A series of federal spending cuts went into immediate effect on March 1, passed by Congress and signed into law by President Barack Obama in 2011 as the Budget Control Act, having failed as a means to force a more balanced, bipartisan, spending cut agreement.
The sequestration produces automatic cuts for each of nine years, totaling $1.2 trillion.
One of the areas affected by the sequester is student financial aid, including federal grants and loans.
The National Association of Student Financial Aid Administrators calculated what universities could expect to see as a result of sequestration.
NASFAA found that the Federal Supplement Educational Opportunity Grant, offered exclusively to Pell Grant recipients, would see an $85,000 cut, effective immediately. According to Director of Financial Aid Francisco Valines, this would mean 100 less students receiving the FSEOG.
“About 100 students—who would’ve gotten it, might’ve gotten it—aren’t going to be able to get the FSEOG,” said Valines. “We’re going to have about 100 less awards to make.”
NASFAA also found that federal work-study would also receive a hit— a cut of about $142,000, meaning 50 less students will be selected for work-study opportunities.
“Anything that’s going to take away from students is important,” said Dean Williams, founding chairman of FIUnite. “The sequester limits the funding for low-income students who rely on grants and end up staying at school an extra two years because they can’t get funding.”
Williams issued a statement explaining that sequestration would result in approximately $140 million being slashed from the U.S. Department of Education’s Office of Student Financial Assistance.
“Students who rely exclusively on grants will be punished for trying to better themselves instead of getting rewarded for their hard efforts,” said political science alumni Ed Vega. “Congress is sending us a message that hard work doesn’t actually pay off.”
Another type of financial aid affected immediately by sequestration would be the loan origination fee, a processing fee charged to the borrower initially when taking out a loan. The Stafford loans would see an increase of 0.053 percent in the fee and for Plus loans, the increase would be 0.2 percent. According to Valines, about 20,000 students at the University take up a Stafford or Plus loan.
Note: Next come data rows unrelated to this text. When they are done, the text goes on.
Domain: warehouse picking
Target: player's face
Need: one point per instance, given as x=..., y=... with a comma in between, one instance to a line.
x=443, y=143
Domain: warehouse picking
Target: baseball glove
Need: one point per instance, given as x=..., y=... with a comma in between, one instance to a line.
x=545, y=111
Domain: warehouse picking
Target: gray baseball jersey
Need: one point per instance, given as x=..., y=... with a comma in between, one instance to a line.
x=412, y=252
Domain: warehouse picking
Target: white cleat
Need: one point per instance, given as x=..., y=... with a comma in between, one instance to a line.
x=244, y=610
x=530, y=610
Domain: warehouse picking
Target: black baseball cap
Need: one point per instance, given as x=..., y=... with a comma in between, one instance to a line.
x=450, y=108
“It’s not a lot, but every dollar counts for students,” Valines said.
Valines warned of Pell Grant amounts potentially going down in the coming years, as well.
“What we know is that Pell Grants are only protected for this and next year, so for the 2014-2015 school year, Pell Grants are up for grabs if Congress doesn’t do anything,” Valines said.
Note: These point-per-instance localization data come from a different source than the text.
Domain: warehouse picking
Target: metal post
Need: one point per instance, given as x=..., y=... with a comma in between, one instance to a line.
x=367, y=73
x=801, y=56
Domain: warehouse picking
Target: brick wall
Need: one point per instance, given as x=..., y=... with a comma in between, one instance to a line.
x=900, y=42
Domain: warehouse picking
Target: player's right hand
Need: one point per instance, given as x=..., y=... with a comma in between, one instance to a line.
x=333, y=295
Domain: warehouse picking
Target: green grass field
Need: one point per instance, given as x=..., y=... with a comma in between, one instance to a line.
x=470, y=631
Political science senior Anthony Maneiro felt that these cuts would help drive down tuition prices, which have increased for Florida universities in the past year.
“The prospect of guaranteed money from the federal government through grants and low-interest loans has driven the cost of education up almost single-handedly,” said Maneiro. “Maybe the threat of cutting federal aid will keep tuition prices from rising so much.”